ECLI:NL:CRVB:2024:1299
Centrale Raad van Beroep
- Hoger beroep
- Rechtspraak.nl
Verlaging van ZW-uitkering wegens niet-naleving re-integratieverplichtingen
In deze zaak heeft de Centrale Raad van Beroep op 3 juli 2024 uitspraak gedaan in hoger beroep tegen een eerdere uitspraak van de rechtbank Overijssel. De appellant, die werkzaam was als productiemedewerker, had zijn ZW-uitkering met 25% verlaagd gekregen door het Uwv omdat hij zich niet aan zijn re-integratieverplichtingen had gehouden. Appellant stelde dat hij zich ziek had gemeld en daarom niet op de re-integratieplek was verschenen. De rechtbank had het beroep van appellant ongegrond verklaard, en het Uwv had de maatregel terecht opgelegd. De Raad heeft de zaak behandeld op een zitting op 10 april 2024, waar appellant werd bijgestaan door zijn advocaat, mr. L. de Widt, en het Uwv werd vertegenwoordigd door T. van der Weert.

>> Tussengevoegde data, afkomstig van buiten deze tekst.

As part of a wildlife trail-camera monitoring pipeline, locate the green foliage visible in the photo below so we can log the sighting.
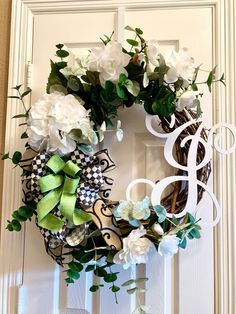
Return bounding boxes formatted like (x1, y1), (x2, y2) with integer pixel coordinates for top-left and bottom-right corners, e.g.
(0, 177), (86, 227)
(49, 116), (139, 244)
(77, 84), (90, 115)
(12, 151), (22, 164)
(89, 284), (104, 292)
(6, 202), (36, 232)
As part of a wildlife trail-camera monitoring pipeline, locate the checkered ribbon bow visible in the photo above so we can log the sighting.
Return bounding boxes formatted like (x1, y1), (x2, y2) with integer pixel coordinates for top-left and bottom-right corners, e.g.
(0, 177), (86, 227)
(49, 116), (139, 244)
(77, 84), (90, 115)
(31, 148), (115, 207)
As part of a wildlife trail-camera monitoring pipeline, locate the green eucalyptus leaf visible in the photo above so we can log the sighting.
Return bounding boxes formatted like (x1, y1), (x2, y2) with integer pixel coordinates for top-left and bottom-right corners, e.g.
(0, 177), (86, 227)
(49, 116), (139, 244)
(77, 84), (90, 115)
(68, 261), (83, 272)
(80, 251), (95, 263)
(12, 114), (28, 119)
(94, 268), (107, 277)
(11, 219), (22, 231)
(111, 285), (120, 293)
(179, 237), (187, 249)
(90, 285), (100, 292)
(1, 153), (9, 160)
(6, 223), (14, 231)
(56, 50), (69, 58)
(116, 84), (125, 99)
(104, 273), (117, 283)
(65, 277), (74, 284)
(127, 39), (139, 47)
(67, 269), (80, 280)
(135, 28), (143, 35)
(21, 132), (28, 139)
(12, 151), (22, 164)
(21, 88), (32, 98)
(127, 287), (137, 295)
(125, 25), (135, 32)
(18, 206), (34, 218)
(85, 265), (95, 272)
(56, 43), (64, 49)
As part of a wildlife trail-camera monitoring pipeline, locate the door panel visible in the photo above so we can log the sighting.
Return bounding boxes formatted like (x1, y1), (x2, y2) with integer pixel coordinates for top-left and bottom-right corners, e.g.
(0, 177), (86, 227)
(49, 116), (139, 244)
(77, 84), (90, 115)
(20, 5), (214, 314)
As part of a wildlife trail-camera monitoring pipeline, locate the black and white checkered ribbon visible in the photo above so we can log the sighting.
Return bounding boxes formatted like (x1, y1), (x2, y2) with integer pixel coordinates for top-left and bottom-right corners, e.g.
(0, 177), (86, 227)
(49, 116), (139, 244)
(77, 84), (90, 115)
(28, 147), (115, 247)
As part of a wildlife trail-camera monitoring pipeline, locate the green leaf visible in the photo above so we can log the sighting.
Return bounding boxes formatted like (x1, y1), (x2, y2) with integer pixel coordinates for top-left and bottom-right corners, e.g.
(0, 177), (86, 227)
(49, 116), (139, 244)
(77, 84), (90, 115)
(18, 206), (34, 218)
(6, 223), (14, 231)
(49, 84), (68, 95)
(56, 43), (64, 49)
(191, 83), (198, 91)
(111, 285), (120, 293)
(65, 277), (74, 284)
(126, 39), (139, 47)
(68, 77), (80, 92)
(11, 219), (22, 231)
(21, 88), (32, 98)
(193, 98), (202, 118)
(94, 268), (107, 277)
(179, 237), (187, 249)
(12, 151), (22, 164)
(72, 249), (85, 261)
(67, 269), (80, 280)
(190, 228), (201, 239)
(1, 153), (9, 160)
(135, 278), (148, 284)
(89, 285), (100, 292)
(171, 215), (179, 226)
(121, 279), (135, 287)
(56, 49), (69, 58)
(12, 84), (23, 90)
(104, 273), (117, 283)
(127, 287), (137, 294)
(206, 66), (217, 92)
(73, 208), (92, 226)
(187, 212), (196, 224)
(116, 84), (125, 99)
(12, 114), (28, 119)
(68, 261), (83, 272)
(119, 73), (127, 85)
(8, 96), (20, 99)
(80, 251), (95, 263)
(153, 205), (167, 223)
(21, 132), (28, 139)
(85, 265), (95, 272)
(12, 211), (27, 221)
(135, 28), (143, 35)
(125, 26), (135, 32)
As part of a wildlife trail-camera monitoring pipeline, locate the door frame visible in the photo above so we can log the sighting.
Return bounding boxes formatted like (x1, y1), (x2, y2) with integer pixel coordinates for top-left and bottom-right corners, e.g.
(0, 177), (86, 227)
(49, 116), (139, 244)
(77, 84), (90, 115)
(0, 1), (235, 313)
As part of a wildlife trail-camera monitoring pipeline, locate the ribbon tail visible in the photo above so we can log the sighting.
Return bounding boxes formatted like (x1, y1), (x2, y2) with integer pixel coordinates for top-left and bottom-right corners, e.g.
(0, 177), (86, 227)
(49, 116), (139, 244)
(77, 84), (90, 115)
(60, 193), (77, 222)
(38, 213), (64, 232)
(37, 187), (62, 222)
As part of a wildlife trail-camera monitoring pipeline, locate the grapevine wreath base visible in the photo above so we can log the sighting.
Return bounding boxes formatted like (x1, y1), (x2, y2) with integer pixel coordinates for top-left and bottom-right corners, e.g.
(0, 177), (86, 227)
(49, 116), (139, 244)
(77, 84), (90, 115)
(21, 108), (210, 266)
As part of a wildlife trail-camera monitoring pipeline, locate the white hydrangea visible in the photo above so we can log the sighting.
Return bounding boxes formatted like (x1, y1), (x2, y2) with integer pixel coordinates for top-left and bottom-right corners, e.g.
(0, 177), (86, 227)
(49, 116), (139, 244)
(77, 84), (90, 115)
(27, 92), (97, 155)
(113, 228), (154, 269)
(87, 41), (130, 86)
(176, 90), (198, 112)
(163, 48), (195, 85)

De Raad heeft vastgesteld dat appellant op 4 november 2020 niet op de re-integratieplek is verschenen en dat hij op 5 november 2020 telefonisch niet bereikbaar was. Het Uwv had op basis van deze feiten de maatregel opgelegd, en de Raad oordeelde dat de rechtbank terecht had geoordeeld dat appellant zich niet aan zijn verplichtingen had gehouden. De Raad heeft ook overwogen dat de opgelegde maatregel niet onevenredig was, ondanks de financiële gevolgen voor appellant. De Raad bevestigde de uitspraak van de rechtbank en handhaafde de verlaging van de ZW-uitkering met 25% gedurende vier maanden.